In 1950, close to 1.5 million tonnes of plastic was produced globally. Today, the figure stands at more than 320 million tonnes. The vast majority of our plastic waste either ends up in landfill or the ocean, and our failure to kick the plastic habit has put is in the ludicrous position where there is set to be more plastic than fish in global seas by 2050.

There is also growing evidence that our penchant for endless throwaway plastic might be storing up serious health problems for our children later down the line. According to a University of Ghent study published earlier this year, British seafood eaters risk ingesting up to 11,000 pieces of plastic each year. The report followed UN warnings last year that cancer-causing chemicals from plastic are becoming increasingly present in the food chain.

Something must give. Unsustainable as our reliance on fast credit to finance ever more stuff, our addiction to plastic packaging is storing up serious problems for future generations. The instant gratification society, high on the dopamine rush that fades so quickly after acquiring yet another material asset, is doomed unless decisive action is forthcoming.

So what is to be done? The 2016 US documentary Minimalism points to a smarter way forward. Minimalism follows the lives of ordinary people who have shunned the rat race in favour of a simpler life with less stuff and less stress. The most poignant bit of the film features ex-broker AJ Leon recounting how he chose to forgo the glamour and riches of Wall Street for a simpler life. After a meteoric rise to the top of his profession, Leon decided to jack it all in for a more fulfilling existence.
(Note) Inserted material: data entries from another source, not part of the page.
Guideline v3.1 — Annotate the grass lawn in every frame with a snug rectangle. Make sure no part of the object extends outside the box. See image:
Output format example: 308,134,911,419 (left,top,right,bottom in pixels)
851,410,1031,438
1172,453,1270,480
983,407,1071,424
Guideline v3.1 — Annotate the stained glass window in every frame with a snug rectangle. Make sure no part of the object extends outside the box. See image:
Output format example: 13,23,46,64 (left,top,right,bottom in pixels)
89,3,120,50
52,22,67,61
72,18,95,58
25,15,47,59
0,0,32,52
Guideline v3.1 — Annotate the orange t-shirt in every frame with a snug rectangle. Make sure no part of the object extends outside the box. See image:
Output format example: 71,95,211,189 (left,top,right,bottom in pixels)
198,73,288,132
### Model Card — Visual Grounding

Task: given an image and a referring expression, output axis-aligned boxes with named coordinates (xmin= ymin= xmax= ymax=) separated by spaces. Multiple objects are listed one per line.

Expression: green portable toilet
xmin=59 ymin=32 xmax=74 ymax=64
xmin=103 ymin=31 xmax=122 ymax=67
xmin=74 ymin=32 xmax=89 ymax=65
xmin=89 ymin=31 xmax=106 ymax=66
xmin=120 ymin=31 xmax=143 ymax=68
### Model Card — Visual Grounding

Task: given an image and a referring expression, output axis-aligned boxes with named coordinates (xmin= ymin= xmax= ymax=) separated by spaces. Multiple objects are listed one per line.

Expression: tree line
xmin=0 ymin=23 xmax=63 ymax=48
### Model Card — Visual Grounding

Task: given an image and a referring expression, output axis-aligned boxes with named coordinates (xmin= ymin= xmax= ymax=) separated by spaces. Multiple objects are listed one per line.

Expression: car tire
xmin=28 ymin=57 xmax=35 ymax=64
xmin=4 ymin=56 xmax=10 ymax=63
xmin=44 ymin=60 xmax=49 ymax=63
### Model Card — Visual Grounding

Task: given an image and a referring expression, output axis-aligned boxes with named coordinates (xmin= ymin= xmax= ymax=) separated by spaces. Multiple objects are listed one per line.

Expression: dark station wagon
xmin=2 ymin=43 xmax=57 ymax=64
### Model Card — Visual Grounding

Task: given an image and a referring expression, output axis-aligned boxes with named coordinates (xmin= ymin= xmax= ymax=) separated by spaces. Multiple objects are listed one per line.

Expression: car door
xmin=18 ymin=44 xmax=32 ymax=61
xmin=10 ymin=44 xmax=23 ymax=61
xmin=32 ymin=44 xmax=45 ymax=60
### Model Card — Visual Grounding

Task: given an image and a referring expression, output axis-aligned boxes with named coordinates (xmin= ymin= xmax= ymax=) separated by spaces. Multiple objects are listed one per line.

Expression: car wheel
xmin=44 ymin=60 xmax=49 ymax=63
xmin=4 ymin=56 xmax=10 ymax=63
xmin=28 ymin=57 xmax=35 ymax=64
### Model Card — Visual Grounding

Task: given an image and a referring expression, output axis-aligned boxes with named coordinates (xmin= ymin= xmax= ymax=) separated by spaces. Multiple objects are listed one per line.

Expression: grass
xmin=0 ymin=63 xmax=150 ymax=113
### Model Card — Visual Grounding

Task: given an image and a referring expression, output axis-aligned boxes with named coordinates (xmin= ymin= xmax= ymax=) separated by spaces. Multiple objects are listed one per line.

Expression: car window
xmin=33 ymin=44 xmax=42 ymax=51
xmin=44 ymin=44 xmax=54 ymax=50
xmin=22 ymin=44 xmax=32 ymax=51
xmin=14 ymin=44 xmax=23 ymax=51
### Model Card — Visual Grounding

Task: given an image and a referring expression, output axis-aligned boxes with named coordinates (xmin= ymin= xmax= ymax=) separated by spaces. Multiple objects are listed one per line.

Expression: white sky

While challenging the view that to be a citizen is to be a consumer is easier said than done, there are small changes that we can enact today that will make a huge difference. We simply have no choice but to dramatically reduce the amount of plastic that we can consume. If we don’t, we may soon have to contend with the ocean being home to more plastic than fish.

Like plastic, our bloated consumer culture is a disaster waiting to happen. There must be a better way.

Sian Sutherland is co-founder of campaign group A Plastic Planet which is campaigning for a plastic free-aisle in supermarkets.